Jurors in the bribery and conspiracy trial of former D.C. Superior Court judge Robert H. Campbell said yesterday they acquitted him of charges that he accepted more than $7,000 in payoffs because they had no faith in the testimony of the government's key witness and no tangible evidence that the former judge had received any money.
Three jurors said in interviews they decided to convict Campbell of illegally accepting a gift from a local construction firm because there was a credit card receipt that showed that the company had paid for a rental truck to move the judge's household belongings in 1975.
The jurors said that they could not accept the testimony of Robert Payne Jenkins, a convicted perjurer who testified he made cash payoffs to the former judge.
"I'd say he wasn't too credible a witness," juror Robert French said.
"I was kind of concerned if [Jenkins] was telling the truth about anything because he was changing his story all the time," juror Bessie Thorp said.
Thorp, like the other jurors, knew that Jenkins faced further criminal prosecution if he did not testify truthfully as a government witness at the Campbell trial. But Thorp also seemed to agree with defense arguments that Jenkins, in order to protect himself, was willing to say whatever the government wanted him to.
"He didn't want to get back in the soup and he was just saying anything to please the court," Thorp said.
French said, "I just feel the prosecution probably put up as good a case as they could with what they had. . . They just didn't have the clinchers" to convince the jury that Campbell had accepted any bribes.
Another juror, who asked not to be identified, said that most of the panel felt that Campbell should not have allowed employes of the firm, Excavation Construction Inc., to move his household furnishings from one home to another. But, the juror said, there was "a long hangup" among the jurors in deciding whether the jury could convict Campbell of a crime in connection with the move.
In an interview, that juror recalled testimony that Campbell had paid the employes $60 for the move. The jury had the option of considering the value of the move, which the government said was worth about $300, as either an illegal gratuity -- a gift to a public official - or a more serious charge of bribery.
Ultimately, the juror said, the eight-woman, four-man panel agreed that since the judge had paid some money for the work, he was only guilty of accepting, and the company offering, an illegal gratuity.

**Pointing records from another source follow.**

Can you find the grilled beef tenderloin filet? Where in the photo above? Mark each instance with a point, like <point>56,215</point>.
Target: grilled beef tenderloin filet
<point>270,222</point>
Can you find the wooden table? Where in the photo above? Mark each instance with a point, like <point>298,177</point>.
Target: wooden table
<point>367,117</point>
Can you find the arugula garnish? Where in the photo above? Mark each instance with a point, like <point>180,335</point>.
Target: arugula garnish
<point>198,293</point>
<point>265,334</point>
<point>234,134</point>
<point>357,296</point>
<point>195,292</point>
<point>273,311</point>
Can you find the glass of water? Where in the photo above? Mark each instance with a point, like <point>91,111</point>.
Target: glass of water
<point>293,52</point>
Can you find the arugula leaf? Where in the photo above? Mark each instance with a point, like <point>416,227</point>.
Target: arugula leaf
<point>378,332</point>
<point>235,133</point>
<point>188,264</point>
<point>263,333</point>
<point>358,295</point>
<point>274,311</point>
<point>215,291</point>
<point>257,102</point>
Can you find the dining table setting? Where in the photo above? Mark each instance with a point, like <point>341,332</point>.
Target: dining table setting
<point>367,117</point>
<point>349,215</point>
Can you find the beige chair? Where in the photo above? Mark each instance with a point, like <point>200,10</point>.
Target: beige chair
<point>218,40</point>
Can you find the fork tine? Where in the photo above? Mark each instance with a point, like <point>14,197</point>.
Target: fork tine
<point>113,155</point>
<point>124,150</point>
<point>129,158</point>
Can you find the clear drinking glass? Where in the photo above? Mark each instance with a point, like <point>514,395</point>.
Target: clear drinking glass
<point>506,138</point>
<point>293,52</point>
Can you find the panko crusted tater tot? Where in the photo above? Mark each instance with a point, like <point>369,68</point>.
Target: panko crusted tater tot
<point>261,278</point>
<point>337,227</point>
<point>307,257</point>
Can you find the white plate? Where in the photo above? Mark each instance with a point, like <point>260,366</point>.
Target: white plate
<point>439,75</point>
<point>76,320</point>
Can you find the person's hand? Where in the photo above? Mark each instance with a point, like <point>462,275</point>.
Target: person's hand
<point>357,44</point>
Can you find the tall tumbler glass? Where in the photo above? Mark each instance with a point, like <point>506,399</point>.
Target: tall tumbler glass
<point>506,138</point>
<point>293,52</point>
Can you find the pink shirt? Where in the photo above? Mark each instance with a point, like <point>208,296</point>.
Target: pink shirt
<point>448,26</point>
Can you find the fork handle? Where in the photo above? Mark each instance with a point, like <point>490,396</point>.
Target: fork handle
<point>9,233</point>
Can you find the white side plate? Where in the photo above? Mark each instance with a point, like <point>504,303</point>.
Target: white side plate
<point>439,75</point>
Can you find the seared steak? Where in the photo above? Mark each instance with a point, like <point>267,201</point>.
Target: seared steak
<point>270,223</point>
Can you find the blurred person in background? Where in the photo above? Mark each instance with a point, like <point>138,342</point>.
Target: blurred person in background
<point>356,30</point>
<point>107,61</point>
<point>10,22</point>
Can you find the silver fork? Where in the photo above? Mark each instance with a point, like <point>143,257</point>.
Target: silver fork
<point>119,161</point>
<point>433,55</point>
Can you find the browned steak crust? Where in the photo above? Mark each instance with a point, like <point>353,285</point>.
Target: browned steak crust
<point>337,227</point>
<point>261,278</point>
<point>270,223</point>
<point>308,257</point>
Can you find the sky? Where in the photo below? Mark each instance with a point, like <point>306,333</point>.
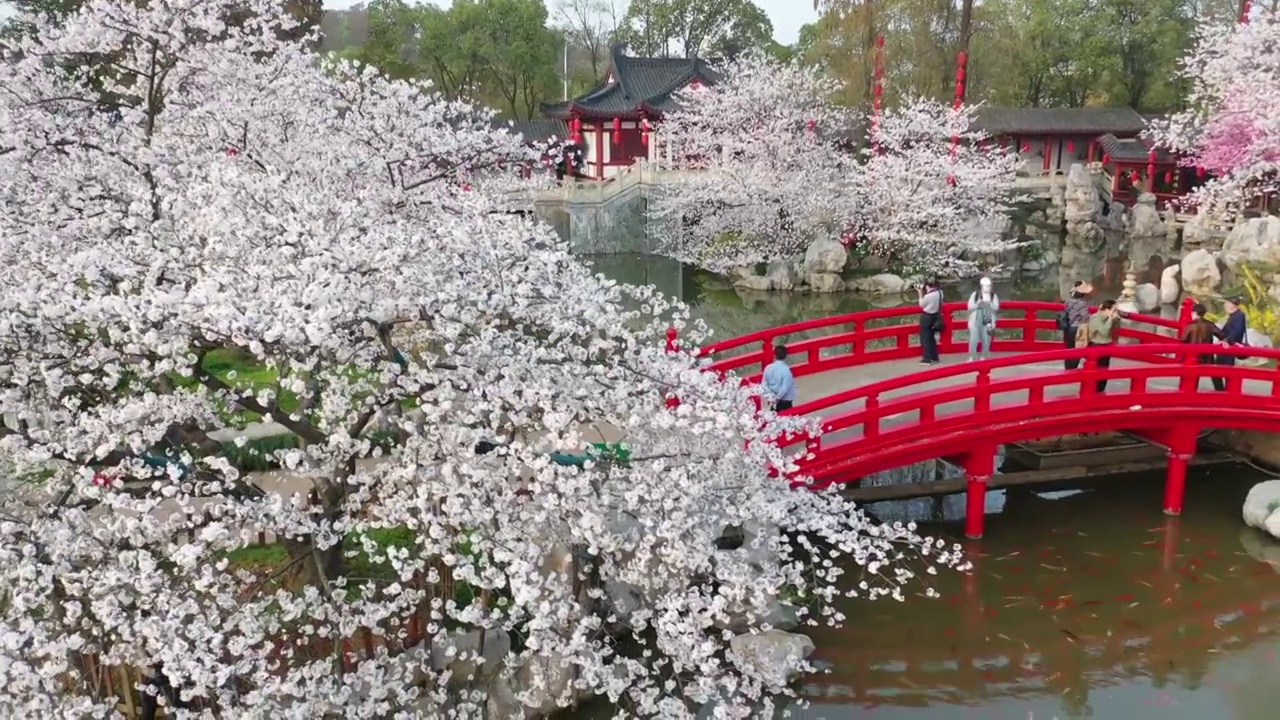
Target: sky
<point>787,16</point>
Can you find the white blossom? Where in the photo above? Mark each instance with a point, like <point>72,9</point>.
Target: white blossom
<point>935,192</point>
<point>176,190</point>
<point>769,162</point>
<point>762,164</point>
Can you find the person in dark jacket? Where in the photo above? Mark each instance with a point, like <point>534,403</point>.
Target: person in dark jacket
<point>931,320</point>
<point>1202,331</point>
<point>1075,315</point>
<point>1235,332</point>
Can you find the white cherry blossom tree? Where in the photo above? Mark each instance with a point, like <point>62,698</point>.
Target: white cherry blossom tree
<point>1232,124</point>
<point>759,169</point>
<point>933,192</point>
<point>205,235</point>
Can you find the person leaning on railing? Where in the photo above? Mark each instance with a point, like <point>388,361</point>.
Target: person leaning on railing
<point>1101,333</point>
<point>1202,331</point>
<point>1075,315</point>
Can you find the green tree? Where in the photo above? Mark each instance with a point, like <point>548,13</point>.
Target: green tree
<point>694,28</point>
<point>1144,41</point>
<point>494,51</point>
<point>516,48</point>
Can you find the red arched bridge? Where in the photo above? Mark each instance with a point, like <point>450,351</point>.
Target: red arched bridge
<point>878,413</point>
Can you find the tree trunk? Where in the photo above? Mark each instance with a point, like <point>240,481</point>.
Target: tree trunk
<point>965,24</point>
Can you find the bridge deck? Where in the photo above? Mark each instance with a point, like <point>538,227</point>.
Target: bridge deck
<point>814,387</point>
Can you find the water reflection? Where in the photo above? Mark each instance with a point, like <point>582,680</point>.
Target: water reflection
<point>1091,605</point>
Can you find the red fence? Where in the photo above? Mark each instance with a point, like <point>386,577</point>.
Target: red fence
<point>877,336</point>
<point>890,427</point>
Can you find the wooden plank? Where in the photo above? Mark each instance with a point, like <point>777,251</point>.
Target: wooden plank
<point>1025,478</point>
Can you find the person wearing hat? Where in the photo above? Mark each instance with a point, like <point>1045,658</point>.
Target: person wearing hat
<point>983,306</point>
<point>1202,331</point>
<point>1235,332</point>
<point>1075,315</point>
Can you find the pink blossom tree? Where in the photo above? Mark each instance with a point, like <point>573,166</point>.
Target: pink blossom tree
<point>757,171</point>
<point>216,237</point>
<point>933,192</point>
<point>1232,128</point>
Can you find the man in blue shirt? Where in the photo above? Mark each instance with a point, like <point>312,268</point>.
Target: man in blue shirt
<point>1235,332</point>
<point>780,382</point>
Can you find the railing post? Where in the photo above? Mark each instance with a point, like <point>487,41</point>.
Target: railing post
<point>1185,314</point>
<point>871,424</point>
<point>978,465</point>
<point>1189,381</point>
<point>1182,449</point>
<point>672,347</point>
<point>982,399</point>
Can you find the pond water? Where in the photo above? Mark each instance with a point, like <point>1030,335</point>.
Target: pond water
<point>1086,604</point>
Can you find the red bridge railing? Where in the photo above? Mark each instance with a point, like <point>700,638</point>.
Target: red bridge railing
<point>877,336</point>
<point>1161,397</point>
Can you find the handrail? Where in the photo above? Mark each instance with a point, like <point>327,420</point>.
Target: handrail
<point>1022,315</point>
<point>849,455</point>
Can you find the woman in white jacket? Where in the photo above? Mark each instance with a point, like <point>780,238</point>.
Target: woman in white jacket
<point>983,306</point>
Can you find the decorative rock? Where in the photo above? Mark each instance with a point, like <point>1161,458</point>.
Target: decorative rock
<point>1200,273</point>
<point>1262,507</point>
<point>1253,241</point>
<point>1169,287</point>
<point>549,679</point>
<point>883,283</point>
<point>1147,297</point>
<point>461,654</point>
<point>826,282</point>
<point>1144,220</point>
<point>1082,206</point>
<point>781,276</point>
<point>776,656</point>
<point>826,255</point>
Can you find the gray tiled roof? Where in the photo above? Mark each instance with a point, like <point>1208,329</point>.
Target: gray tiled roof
<point>638,82</point>
<point>1060,121</point>
<point>1132,150</point>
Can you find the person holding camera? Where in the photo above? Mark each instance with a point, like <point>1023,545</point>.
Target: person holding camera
<point>931,320</point>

Campbell was acquitted of charges that he accepted more than $7,000 in bribes from Excavation Construction in exchange for his lenient treatment of thousands of dollars of overweight truck tickets issued to the firm while he was a traffic court judge. Larry A. Campbell (no relation to the judge), an Excavation Construction official, and the company itself also were acquitted of the same charges, but convicted of offering the gratuity to the judge.

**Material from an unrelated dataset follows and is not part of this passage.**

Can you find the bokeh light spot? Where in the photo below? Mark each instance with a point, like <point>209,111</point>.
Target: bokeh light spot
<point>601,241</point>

Juror French agreed that there was a point raised during the jury's deliberations that the judge had paid some money for the move. "But we thought the company had no right to make an offer like that to a public official and the public official should not have taken it," French said.

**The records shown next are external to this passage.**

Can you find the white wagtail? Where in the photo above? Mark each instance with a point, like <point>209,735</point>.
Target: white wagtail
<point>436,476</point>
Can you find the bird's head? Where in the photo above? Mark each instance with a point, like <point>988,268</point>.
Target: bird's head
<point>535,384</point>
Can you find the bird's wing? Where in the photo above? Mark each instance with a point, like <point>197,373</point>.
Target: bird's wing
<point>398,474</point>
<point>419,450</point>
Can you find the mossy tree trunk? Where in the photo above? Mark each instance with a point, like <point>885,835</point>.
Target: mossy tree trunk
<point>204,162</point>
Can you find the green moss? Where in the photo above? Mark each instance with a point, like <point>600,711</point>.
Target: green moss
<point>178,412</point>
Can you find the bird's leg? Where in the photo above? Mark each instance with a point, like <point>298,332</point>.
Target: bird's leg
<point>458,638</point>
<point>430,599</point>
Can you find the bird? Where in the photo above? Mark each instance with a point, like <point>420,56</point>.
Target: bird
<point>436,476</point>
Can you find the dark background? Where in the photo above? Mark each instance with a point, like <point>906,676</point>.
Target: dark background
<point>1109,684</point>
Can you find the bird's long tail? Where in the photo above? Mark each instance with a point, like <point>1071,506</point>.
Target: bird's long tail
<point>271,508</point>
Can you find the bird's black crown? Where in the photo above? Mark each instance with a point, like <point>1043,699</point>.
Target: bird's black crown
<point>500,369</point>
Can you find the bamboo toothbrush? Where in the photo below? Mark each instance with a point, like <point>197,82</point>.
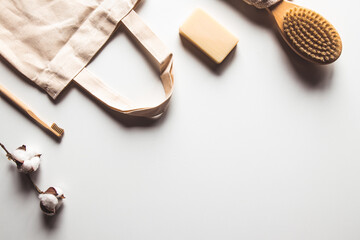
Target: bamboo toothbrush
<point>54,129</point>
<point>309,34</point>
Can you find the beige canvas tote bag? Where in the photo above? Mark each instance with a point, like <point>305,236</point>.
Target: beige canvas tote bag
<point>52,41</point>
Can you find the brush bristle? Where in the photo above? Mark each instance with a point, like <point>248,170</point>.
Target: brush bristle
<point>57,129</point>
<point>312,35</point>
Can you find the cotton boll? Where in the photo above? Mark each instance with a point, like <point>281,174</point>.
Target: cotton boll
<point>48,203</point>
<point>20,154</point>
<point>30,166</point>
<point>26,167</point>
<point>31,152</point>
<point>51,200</point>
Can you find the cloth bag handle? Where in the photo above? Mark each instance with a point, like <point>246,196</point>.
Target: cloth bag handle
<point>162,57</point>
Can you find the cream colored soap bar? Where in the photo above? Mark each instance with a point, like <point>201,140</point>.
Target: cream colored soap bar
<point>208,35</point>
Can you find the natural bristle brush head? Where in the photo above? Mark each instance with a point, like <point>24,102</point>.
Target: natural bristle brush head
<point>312,35</point>
<point>308,33</point>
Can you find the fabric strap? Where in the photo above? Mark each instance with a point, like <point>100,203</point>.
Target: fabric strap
<point>262,3</point>
<point>163,59</point>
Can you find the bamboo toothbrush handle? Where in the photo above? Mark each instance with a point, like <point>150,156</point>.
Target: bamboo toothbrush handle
<point>24,108</point>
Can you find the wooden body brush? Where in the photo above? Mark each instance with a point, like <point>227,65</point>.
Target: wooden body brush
<point>309,34</point>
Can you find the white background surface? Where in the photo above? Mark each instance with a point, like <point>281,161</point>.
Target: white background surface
<point>264,147</point>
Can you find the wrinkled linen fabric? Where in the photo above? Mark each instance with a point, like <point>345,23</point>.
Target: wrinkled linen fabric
<point>50,42</point>
<point>262,3</point>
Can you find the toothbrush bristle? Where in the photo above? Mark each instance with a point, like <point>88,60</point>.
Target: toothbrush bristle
<point>57,129</point>
<point>312,35</point>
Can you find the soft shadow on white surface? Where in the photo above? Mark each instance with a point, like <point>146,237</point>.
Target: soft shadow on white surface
<point>312,76</point>
<point>218,69</point>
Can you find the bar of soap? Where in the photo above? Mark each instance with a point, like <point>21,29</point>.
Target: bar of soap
<point>208,35</point>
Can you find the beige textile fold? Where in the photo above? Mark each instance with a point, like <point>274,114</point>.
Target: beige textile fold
<point>51,42</point>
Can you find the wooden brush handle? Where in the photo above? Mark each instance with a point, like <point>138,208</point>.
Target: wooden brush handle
<point>22,106</point>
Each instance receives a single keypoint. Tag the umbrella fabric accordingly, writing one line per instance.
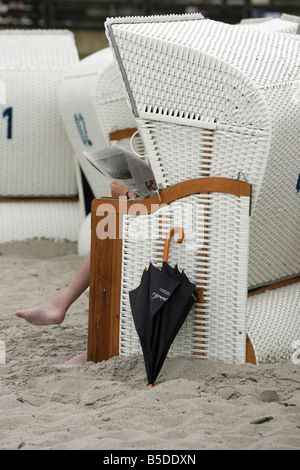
(159, 305)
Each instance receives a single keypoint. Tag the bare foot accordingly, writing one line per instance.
(80, 359)
(46, 314)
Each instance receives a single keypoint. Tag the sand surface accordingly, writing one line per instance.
(195, 404)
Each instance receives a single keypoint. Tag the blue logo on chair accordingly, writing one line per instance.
(298, 184)
(81, 127)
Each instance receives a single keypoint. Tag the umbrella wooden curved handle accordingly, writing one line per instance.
(179, 230)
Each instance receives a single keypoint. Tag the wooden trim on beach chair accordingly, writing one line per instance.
(106, 257)
(39, 199)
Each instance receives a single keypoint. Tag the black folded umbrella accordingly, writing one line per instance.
(160, 305)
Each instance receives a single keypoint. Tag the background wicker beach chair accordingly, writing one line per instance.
(95, 112)
(39, 179)
(210, 103)
(285, 24)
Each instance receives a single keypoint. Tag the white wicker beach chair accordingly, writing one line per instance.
(2, 92)
(218, 100)
(39, 180)
(95, 112)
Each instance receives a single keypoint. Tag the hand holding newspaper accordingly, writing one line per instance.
(119, 164)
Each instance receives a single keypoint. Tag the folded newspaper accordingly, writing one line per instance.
(119, 164)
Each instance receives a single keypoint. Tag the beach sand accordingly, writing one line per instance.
(196, 404)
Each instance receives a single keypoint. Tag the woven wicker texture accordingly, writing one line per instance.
(191, 78)
(275, 25)
(28, 220)
(93, 105)
(36, 158)
(217, 327)
(274, 323)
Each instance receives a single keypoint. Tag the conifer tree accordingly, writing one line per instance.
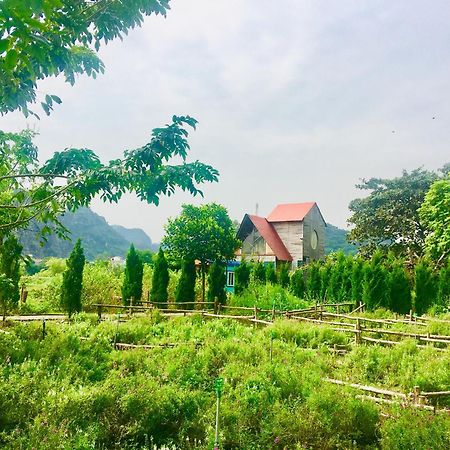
(283, 275)
(160, 280)
(313, 281)
(259, 272)
(444, 286)
(185, 291)
(425, 287)
(298, 286)
(271, 276)
(399, 288)
(216, 283)
(72, 283)
(132, 282)
(376, 287)
(241, 277)
(357, 279)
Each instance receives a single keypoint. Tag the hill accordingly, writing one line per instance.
(336, 239)
(99, 238)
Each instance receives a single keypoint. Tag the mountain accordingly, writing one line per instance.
(336, 239)
(99, 238)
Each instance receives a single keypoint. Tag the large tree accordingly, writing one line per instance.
(435, 216)
(388, 217)
(43, 38)
(205, 233)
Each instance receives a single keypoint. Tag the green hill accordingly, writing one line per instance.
(336, 239)
(99, 238)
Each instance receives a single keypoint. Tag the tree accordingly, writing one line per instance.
(435, 217)
(375, 286)
(241, 277)
(399, 288)
(205, 233)
(72, 283)
(132, 282)
(425, 287)
(185, 291)
(298, 287)
(388, 218)
(160, 279)
(283, 275)
(10, 253)
(44, 38)
(73, 177)
(271, 275)
(259, 272)
(216, 283)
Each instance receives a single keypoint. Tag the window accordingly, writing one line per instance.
(230, 279)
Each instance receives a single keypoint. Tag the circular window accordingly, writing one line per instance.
(314, 239)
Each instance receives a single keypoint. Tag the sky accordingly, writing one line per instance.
(296, 100)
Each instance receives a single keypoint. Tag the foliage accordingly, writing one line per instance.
(10, 253)
(44, 38)
(160, 280)
(388, 217)
(132, 282)
(241, 277)
(283, 275)
(186, 285)
(435, 217)
(216, 283)
(72, 282)
(71, 178)
(425, 287)
(271, 275)
(298, 287)
(203, 232)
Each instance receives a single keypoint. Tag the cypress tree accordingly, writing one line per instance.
(72, 283)
(399, 288)
(283, 275)
(298, 287)
(376, 287)
(185, 291)
(132, 282)
(271, 275)
(358, 270)
(241, 277)
(313, 281)
(444, 286)
(216, 283)
(259, 272)
(10, 253)
(425, 287)
(160, 280)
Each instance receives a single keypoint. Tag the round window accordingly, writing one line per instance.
(314, 239)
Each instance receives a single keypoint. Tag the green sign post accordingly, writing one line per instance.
(218, 386)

Thorp said the jury's verdict of guilty on the single count indicated the jurors felt there was an improper relationship between the judge and the construction firm.
"It was improper for a judge to take any kind of favors from anybody like that," Thorp said.
During the seven-week trial, the government also presented detailed financial evidence to show that Jenkins' requests for company funds coincided with unexplained cash deposits in former judge Campbell's bank accounts. By its verdict of acquittal on all conspiracy and bribery counts, the jury said it was not persuaded that the financial evidence backed up Jenkins' testimony, as the government had argued.
"I couldn't do it beyond a reasonable doubt, so that's it," said French.
Thorp recalled that the government had introduced into evidence the receipt that showed that Excavation Construction had paid for a rental truck to move former judge Campbell's household belongings. "There wasn't anything like that" on the other specific charges against Campbell in connection with alleged payoffs, Thorp said.
Thorp said she was not concerned that neither Campbell took the witness stand to testify during the trial. Thorp said she thought perhaps both men had testified before a federal grand jury that indicted them in August 1980, and therefore did not have to testify at the trial. In fact, the testimony before a grand jury and at a trial are unrelated.
"I thought his lawyer was testifying for him," Thorp said, referring to former judge Campbell's defense attorney, R. Kenneth Mundy.